The French architects of the Maronite Catholic-led Grand Liban had reluctantly granted Lebanon its independence in 1943, a year before Rafik Hariri was born. The formula under which the Maronites agreed to relinquish their French protection and the Sunni Muslims to refuse union with Syria would succumb repeatedly during Hariri’s life to strains from outside. In 1948, Israel expelled over 100,000 Palestinians, most of them Sunni Muslims, to Lebanon. If granted citizenship, they would have upset the country’s sectarian population balance. Next came the call of Arab nationalism, Palestinian liberation and, lastly, Islamic fundamentalism. Although he took part in Arab nationalist demonstrations with fellow students, Hariri devoted less time to politics than to escaping poverty. Progress towards a degree in accounting ended in 1964, when he left for Saudi Arabia with a second-class education. He returned 25 years later with a world-class fortune.

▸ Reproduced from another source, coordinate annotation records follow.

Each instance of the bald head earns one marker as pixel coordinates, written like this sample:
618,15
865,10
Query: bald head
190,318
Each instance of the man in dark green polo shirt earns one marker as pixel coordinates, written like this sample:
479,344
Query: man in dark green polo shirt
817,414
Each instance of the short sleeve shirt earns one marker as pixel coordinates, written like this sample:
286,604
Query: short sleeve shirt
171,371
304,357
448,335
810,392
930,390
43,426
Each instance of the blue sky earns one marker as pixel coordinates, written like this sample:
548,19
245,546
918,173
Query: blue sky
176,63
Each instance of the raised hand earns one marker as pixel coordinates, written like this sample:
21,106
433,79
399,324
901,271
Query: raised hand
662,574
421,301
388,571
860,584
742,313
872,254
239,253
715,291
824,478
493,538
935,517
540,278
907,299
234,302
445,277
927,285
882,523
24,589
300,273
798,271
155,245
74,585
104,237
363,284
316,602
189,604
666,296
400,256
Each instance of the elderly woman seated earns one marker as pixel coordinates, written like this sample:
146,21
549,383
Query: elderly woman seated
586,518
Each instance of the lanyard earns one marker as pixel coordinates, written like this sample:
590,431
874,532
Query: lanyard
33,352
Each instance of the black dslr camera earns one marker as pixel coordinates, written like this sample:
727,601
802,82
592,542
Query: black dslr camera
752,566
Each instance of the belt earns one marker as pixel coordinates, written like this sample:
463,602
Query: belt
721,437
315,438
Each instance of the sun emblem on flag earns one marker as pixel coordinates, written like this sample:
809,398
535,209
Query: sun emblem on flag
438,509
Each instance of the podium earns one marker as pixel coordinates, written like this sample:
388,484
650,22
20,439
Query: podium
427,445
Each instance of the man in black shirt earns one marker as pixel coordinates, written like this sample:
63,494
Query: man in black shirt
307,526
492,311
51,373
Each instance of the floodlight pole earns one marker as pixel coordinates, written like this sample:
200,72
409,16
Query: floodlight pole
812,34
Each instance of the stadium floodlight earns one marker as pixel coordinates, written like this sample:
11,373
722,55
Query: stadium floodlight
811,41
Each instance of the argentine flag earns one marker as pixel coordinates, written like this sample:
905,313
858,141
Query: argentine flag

By the time he was assassinated, on St Valentine’s Day 2005, he was the richest man in Lebanon. He was also one of the richest in the world, friend of presidents and kings. He moved from Arab nationalism to become champion of an independent Lebanon — a position that his death did much to reinforce among his co- religionists who had historically sought union with Syria and the wider Arab world.

Hariri had the boundless self-confidence and the need to prove himself that comes with the self-made man. His natural humility, however, meant he never hid his peasant roots or neglected those who had befriended him in his poverty.